En pénétrant dans le Manège aux chevaux, le regard est happé par la présence à cour de 9 totems posés sur un immense sol de miroirs : minces cylindres d’inox brillant, ornés d’ailerons pivotants, et de  projecteurs  qui avant même le début du spectacle transforment le fameux mur de fond de scène et ses niches baroques  en un enchantement de reflets lumineux diffractés dans tout l’espace.

Photo P. Flinois

Trois gros galets gris mat et une aire de jeu limitée par des torsades de cables barbelés complètent le dispositif, signé du vieux et meilleur complice de Sellars, George Tsypin. On se souvient encore de l’éblouissant décor de bois flottant au dessus du plateau du Saint François d’Assise de Messiaen, en 1992, magnifiant lui aussi les incroyables potentialités d’un lieu, qui n’en finit pas d’émerveiller, pour autant qu’on sache intégrer sa puissance expressive propre à ce qu’on y montre. C'est bien le cas ici.

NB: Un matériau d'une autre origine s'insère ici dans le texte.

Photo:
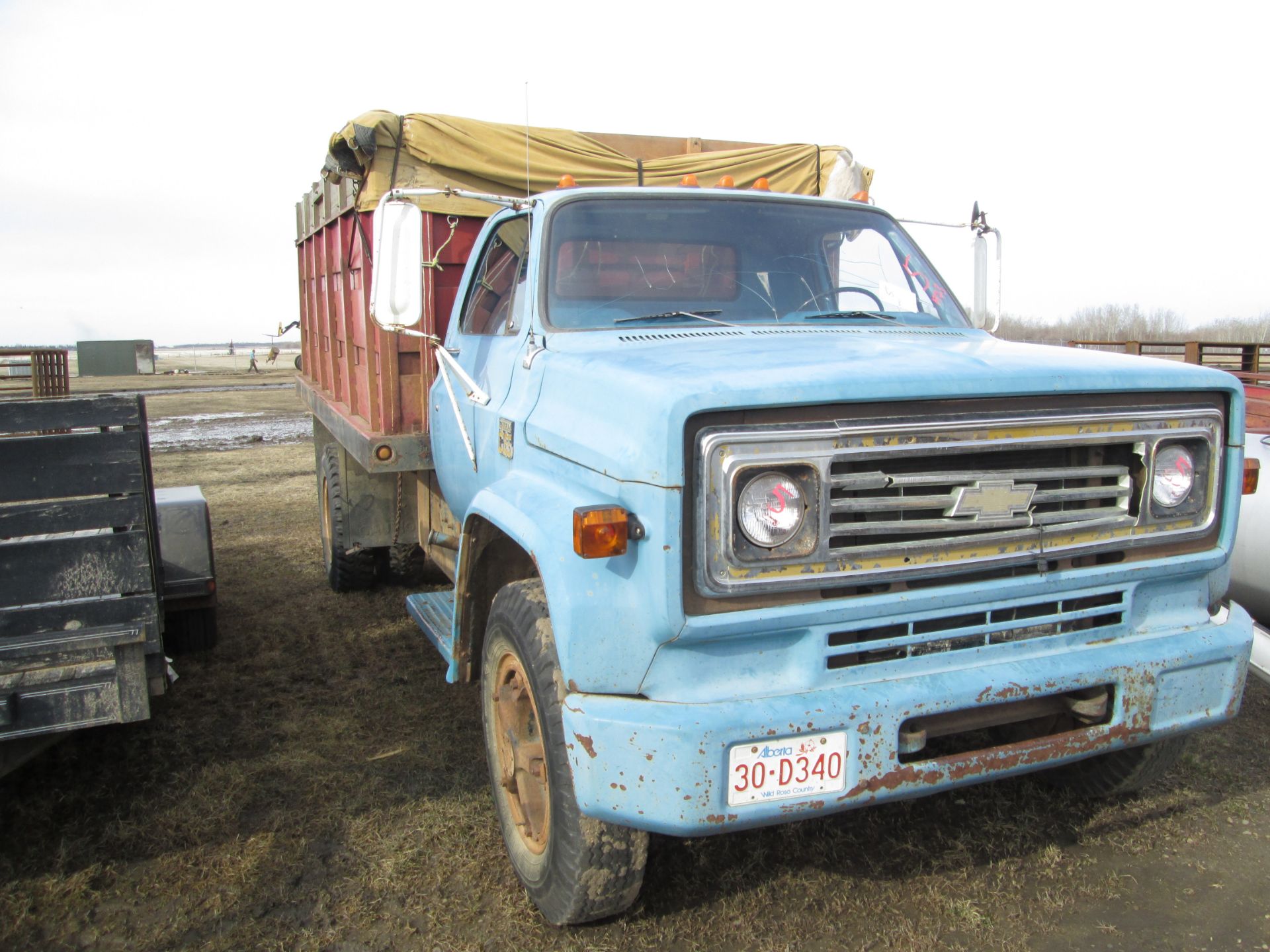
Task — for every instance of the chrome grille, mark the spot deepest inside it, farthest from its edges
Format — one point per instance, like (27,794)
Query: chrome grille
(910,498)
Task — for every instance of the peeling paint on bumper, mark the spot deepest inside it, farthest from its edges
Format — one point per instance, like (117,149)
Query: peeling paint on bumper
(662,767)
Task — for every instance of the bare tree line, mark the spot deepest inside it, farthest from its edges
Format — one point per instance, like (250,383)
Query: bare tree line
(1133,323)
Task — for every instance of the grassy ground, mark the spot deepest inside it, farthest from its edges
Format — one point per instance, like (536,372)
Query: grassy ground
(316,785)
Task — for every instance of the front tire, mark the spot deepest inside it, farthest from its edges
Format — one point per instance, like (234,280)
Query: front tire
(574,869)
(190,630)
(1121,771)
(346,571)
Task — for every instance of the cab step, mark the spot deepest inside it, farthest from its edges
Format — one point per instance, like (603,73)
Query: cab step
(435,614)
(1260,664)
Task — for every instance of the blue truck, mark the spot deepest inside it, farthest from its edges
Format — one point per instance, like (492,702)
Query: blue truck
(747,522)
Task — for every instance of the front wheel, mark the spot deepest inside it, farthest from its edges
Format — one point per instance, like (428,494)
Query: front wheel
(574,869)
(1119,771)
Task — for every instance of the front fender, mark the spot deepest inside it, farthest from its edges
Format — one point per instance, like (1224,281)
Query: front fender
(609,615)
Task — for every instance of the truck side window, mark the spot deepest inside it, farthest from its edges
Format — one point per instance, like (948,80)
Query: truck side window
(497,295)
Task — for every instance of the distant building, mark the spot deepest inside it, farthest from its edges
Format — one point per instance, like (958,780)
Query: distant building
(114,358)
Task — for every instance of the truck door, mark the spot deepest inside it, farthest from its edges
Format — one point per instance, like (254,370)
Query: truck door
(488,342)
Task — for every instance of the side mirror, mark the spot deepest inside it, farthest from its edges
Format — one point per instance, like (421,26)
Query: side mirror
(397,286)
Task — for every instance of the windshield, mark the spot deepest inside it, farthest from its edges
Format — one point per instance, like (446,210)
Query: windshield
(625,262)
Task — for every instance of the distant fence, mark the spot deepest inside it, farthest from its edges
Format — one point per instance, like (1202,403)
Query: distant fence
(1238,358)
(33,372)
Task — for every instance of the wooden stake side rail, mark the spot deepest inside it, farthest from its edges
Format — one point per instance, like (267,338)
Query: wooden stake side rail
(1224,356)
(50,374)
(379,381)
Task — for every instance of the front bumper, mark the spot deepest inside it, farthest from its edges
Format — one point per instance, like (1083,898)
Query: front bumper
(663,767)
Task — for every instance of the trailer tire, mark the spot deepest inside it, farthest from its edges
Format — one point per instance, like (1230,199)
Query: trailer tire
(346,571)
(190,630)
(574,869)
(1119,771)
(407,564)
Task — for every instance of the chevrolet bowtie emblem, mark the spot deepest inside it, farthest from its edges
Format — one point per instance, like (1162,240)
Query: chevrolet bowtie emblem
(994,499)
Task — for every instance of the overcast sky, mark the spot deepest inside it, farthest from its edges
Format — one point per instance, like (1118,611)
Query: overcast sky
(153,154)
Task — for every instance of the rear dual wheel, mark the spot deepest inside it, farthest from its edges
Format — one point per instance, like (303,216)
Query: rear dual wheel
(347,571)
(574,869)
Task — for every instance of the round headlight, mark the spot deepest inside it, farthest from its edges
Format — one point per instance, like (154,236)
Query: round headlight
(1173,477)
(770,509)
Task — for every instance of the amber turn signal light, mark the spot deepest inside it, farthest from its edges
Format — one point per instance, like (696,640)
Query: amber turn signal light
(600,532)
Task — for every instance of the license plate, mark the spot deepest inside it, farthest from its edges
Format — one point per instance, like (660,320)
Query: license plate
(789,767)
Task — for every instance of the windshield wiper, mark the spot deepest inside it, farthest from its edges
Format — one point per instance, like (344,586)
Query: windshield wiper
(832,315)
(698,315)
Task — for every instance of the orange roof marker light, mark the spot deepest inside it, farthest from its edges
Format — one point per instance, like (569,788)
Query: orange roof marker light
(600,532)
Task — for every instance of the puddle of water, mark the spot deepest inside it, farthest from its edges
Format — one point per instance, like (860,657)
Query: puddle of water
(228,430)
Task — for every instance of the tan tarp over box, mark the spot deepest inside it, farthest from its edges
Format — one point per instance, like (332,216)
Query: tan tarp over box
(484,157)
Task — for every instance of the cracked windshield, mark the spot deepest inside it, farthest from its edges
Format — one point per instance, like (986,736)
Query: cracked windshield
(737,262)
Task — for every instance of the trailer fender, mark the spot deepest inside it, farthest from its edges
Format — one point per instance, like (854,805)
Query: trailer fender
(523,526)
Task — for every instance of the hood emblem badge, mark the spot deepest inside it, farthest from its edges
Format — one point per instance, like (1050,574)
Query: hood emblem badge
(994,499)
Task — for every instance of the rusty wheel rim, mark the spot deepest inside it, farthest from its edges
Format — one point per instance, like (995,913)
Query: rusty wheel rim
(521,753)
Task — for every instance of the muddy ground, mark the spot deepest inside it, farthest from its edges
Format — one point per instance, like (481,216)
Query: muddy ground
(314,783)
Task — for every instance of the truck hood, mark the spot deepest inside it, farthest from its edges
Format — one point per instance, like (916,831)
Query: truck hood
(618,403)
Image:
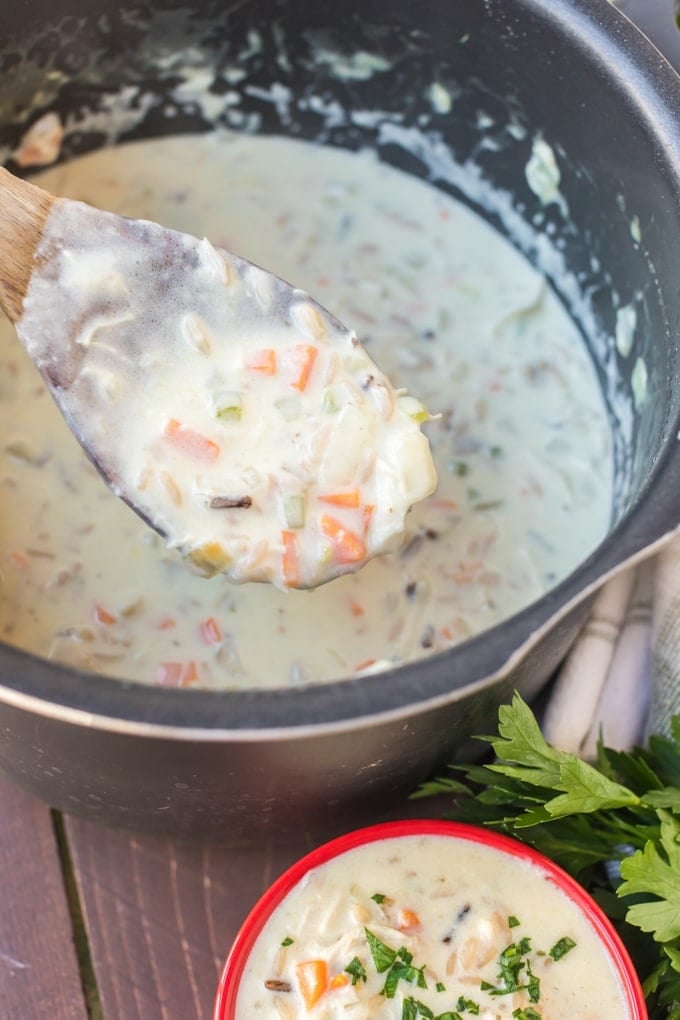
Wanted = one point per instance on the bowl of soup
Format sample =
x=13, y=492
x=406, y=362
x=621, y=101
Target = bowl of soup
x=493, y=208
x=427, y=919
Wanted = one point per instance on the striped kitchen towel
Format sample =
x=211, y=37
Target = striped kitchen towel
x=622, y=677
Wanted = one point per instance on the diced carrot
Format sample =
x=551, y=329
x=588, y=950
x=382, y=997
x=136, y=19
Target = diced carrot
x=312, y=980
x=102, y=615
x=291, y=563
x=262, y=360
x=210, y=630
x=18, y=560
x=349, y=499
x=176, y=674
x=303, y=356
x=348, y=546
x=191, y=442
x=408, y=919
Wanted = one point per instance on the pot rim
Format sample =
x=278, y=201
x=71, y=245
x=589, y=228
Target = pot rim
x=30, y=682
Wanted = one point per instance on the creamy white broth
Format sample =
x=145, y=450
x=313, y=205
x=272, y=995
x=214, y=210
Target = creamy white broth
x=456, y=908
x=446, y=306
x=238, y=417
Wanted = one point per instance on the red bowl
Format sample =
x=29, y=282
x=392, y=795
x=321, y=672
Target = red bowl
x=255, y=922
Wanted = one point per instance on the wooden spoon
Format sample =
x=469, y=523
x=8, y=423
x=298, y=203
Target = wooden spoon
x=237, y=416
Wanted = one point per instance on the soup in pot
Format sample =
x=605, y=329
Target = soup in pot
x=448, y=309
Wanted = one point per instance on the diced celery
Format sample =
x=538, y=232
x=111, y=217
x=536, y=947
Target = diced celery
x=414, y=409
x=228, y=406
x=289, y=407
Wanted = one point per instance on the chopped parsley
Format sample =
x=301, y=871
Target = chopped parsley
x=356, y=970
x=397, y=963
x=624, y=808
x=561, y=948
x=467, y=1006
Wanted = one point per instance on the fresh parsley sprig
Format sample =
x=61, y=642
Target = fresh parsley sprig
x=620, y=814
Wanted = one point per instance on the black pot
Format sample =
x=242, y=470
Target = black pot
x=229, y=765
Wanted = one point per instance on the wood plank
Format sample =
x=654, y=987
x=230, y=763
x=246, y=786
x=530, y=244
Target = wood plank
x=39, y=971
x=161, y=916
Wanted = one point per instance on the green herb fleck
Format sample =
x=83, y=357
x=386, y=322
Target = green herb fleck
x=356, y=970
x=467, y=1006
x=383, y=955
x=624, y=807
x=561, y=948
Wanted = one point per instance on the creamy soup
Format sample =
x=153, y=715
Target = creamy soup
x=447, y=308
x=248, y=425
x=399, y=927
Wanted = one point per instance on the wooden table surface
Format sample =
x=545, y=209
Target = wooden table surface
x=104, y=925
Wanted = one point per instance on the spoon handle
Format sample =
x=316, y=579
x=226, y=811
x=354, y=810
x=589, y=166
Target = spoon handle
x=23, y=210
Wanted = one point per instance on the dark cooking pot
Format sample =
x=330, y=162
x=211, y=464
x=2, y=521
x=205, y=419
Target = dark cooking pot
x=577, y=73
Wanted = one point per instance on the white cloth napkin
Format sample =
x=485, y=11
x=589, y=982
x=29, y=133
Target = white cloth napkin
x=621, y=679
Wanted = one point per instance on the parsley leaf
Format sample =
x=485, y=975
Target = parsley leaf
x=623, y=809
x=356, y=970
x=655, y=871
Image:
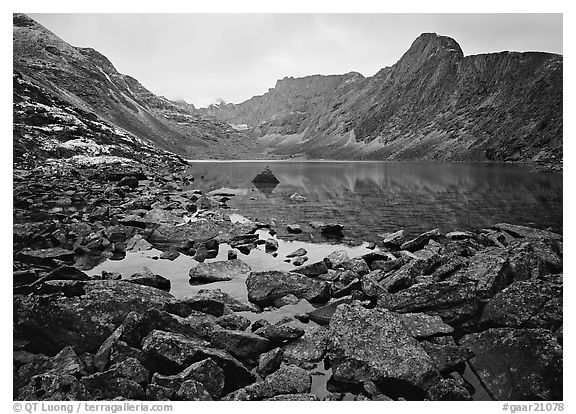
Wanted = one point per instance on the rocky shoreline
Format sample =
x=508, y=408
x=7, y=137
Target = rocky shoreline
x=411, y=320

Et pour exalter ces potentialités, Sellars a fait appel à un autre vieux complice, lui aussi du Saint François précité, James F. Ingalls, qui a récemment enchanté la scène du Jeu de paume au Festival d’Aix-en-Provence pour l’hypnotique The nine jewelled Deer de Ganavya Doraiswamy et Sivan Eldar (voir Opéra-Magazine de septembre). Il applique ici parfaitement un aphorisme de Bob Wilson, décédé 2 jours plus tôt, à qui la soirée est dédiée par le Festival : « La lumière est ce qui crée l’espace ». On ne peut mieux dire devant pareille fête visuelle.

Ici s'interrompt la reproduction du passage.